Table 2. Segmentation results on two datasets. HD95 refers to 95% Hausdorff Distance, and Time denotes the average inference time for each case.
Fig. 4.
figure 4

Typical segmentation results of the experiment. Case1 and Case2 are from BRATS2020, while Case3 is from the liver dataset. For the convenience of visualization, we only select one slice from every case.

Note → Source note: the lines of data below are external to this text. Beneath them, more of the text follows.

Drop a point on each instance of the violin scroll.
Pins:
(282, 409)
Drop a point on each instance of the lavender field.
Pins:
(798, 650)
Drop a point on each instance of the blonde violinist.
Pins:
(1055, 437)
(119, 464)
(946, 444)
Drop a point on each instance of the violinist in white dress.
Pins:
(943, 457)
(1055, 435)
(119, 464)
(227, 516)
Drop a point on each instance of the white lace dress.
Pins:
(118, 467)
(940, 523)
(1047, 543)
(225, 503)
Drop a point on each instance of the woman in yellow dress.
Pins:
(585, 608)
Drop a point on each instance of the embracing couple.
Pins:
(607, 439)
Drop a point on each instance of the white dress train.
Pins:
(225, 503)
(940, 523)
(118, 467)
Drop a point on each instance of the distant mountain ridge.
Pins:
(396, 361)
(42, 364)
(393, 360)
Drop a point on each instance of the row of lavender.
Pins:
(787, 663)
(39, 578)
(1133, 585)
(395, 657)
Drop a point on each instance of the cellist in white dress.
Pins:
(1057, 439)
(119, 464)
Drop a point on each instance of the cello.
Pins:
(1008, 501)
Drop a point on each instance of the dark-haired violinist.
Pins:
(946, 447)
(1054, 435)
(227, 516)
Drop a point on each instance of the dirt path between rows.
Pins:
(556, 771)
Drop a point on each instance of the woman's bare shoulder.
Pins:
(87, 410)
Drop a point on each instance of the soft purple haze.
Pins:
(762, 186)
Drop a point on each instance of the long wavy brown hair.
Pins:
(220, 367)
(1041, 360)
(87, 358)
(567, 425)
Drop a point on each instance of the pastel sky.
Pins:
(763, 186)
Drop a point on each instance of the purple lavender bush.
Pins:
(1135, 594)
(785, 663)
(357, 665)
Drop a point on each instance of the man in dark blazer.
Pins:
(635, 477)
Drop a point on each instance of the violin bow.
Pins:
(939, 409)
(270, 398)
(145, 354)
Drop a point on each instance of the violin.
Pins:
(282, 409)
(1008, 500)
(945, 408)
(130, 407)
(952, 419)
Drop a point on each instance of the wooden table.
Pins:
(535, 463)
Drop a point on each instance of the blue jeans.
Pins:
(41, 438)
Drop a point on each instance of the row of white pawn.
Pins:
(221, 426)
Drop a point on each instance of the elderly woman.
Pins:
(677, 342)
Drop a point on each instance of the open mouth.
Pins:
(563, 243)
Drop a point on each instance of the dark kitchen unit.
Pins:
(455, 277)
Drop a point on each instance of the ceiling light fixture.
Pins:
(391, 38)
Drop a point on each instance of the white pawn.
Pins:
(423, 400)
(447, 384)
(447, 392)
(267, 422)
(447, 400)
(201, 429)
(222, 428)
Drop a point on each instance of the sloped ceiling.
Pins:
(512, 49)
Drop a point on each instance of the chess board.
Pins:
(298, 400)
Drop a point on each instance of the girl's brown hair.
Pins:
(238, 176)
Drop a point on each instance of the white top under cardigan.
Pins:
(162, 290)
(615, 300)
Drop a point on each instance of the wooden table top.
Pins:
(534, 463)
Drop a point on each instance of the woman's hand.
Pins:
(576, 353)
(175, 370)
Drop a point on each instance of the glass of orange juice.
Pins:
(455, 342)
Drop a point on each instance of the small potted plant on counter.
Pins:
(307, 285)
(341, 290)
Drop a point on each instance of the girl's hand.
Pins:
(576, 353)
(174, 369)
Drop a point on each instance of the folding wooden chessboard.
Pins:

Some typical segmentation results are listed in Fig. 4. As is shown, the patch-based results have many obvious flaws (labeled in red): in Case1, there is some segmentation noise. This problem mainly results from the limited context in patches. When conducting segmentation on the upper right corner patch, the model does not have the information of the real tumor area and it will be more likely to misdiagnose normal area as lesion. In Case2 and Case3, there are some failed segmentation in the corner area due to the padding technique. In [1], the authors pointed out that padding may result in artifacts on the edges of feature maps, and these artifacts may confuse the network. The problem of Case2 and Case3 is commonly seen when target area leaps over several patches. Under such circumstances, it is difficult for the patch-based models to correctly estimate the voxels on the edges, hence resulting in inconsistencies during the fusion process. Although patch-free segmentation can solve the above-mentioned problems, it may lead to significant performance degradation due to the loss of high-frequency information during down-scaling. In our method, we build a multi-task learning framework (US and SR) with two well-designed modules (TFM and SGM) to keep the HR representations, thus avoiding this issue. Therefore, our framework outperforms other existing patch-free methods.

4 Conclusion

In this work, we propose a novel framework for fast and accurate patch-free segmentation, which is capable of capturing global context while not introducing too much extra computational cost. We validate the framework’s performance on two datasets to demonstrate its effectiveness, and the result shows that it can efficiently generate better segmentation mask than other patch-based and patch-free methods.